Near-locality of exchange and correlation density functionals for 1- and 2-electron systems

TL;DR

This paper introduces LSDA0, a new local spin density approximation that models exchange-correlation energies of 1- and 2-electron systems well, emphasizing near-locality and satisfying exact constraints.

Contribution

The paper presents LSDA0, a novel LSDA that accurately models exchange-correlation energies for simple systems and explores the concept of orbital locality.

Findings

LSDA0 models hydrogen and 1-2 electron systems effectively.

LSDA0 agrees well with exact results for finite, curved two-electron densities.

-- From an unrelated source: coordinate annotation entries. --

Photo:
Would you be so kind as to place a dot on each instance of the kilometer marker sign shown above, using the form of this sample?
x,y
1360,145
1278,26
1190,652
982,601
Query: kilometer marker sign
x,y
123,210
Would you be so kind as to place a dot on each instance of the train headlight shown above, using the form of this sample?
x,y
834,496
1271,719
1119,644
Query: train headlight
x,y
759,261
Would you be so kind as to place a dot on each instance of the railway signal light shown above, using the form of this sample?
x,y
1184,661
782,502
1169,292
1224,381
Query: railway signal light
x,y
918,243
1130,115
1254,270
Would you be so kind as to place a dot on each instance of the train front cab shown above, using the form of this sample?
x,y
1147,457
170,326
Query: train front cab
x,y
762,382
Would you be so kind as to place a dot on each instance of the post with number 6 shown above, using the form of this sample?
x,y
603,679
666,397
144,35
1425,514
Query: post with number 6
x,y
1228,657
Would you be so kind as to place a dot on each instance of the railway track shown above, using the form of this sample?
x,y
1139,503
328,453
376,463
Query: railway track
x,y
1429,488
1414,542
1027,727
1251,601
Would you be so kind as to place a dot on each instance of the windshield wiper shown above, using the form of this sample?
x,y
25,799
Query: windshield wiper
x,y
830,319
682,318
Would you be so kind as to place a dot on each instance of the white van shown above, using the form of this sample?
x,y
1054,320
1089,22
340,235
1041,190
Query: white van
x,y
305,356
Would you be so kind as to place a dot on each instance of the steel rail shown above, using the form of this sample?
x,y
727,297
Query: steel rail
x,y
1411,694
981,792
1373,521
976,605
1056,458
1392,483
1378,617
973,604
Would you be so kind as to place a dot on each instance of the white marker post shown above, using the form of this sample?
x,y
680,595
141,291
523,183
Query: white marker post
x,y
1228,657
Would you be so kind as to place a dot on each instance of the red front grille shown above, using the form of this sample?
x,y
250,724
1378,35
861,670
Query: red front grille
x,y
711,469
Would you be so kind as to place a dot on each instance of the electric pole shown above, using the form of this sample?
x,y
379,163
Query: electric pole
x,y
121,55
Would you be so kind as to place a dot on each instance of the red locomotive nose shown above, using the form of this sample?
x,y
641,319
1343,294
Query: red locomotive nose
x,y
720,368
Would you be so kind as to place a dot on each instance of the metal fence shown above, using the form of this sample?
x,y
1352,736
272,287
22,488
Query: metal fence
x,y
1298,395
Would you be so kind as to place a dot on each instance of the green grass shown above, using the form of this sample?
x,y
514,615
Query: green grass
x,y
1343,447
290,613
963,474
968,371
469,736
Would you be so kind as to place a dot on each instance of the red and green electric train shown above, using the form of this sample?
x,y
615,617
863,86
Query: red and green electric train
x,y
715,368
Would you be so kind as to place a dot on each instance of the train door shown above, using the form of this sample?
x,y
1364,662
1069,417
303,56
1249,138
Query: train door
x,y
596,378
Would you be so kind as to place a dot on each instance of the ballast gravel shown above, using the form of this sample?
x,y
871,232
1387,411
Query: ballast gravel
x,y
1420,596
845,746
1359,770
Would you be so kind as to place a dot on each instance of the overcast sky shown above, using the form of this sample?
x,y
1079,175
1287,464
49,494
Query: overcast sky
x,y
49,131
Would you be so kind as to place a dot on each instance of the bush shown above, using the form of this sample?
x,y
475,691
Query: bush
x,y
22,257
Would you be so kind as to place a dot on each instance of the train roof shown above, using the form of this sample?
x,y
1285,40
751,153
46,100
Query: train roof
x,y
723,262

Orbital locality can be quantified by the ratio of exchange energy to its lower bound.

Abstract

The uniform electron gas and the hydrogen atom play fundamental roles in condensed matter physics and quantum chemistry. The former has an infinite number of electrons uniformly distributed over the neutralizing positively-charged background, and the latter only one electron bound to the proton. The uniform electron gas was used to derive the local spin density approximation (LSDA) to the exchange-correlation functional that undergirds the development of the Kohn-Sham density functional theory. We show here that the ground-state exchange-correlation energies of the hydrogen atom and many other 1- and 2-electron systems are modeled surprisingly well by a different local spin density approximation (LSDA0). Our LSDA0 is constructed to satisfy exact constraints, but agrees surprisingly well with the exact results for a uniform two-electron density in a finite, curved three-dimensional space. We also apply LSDA0 to excited or noded 1-electron densities. Furthermore, we show that the locality of an orbital can be measured by the ratio between the exact exchange energy and its optimal lower bound.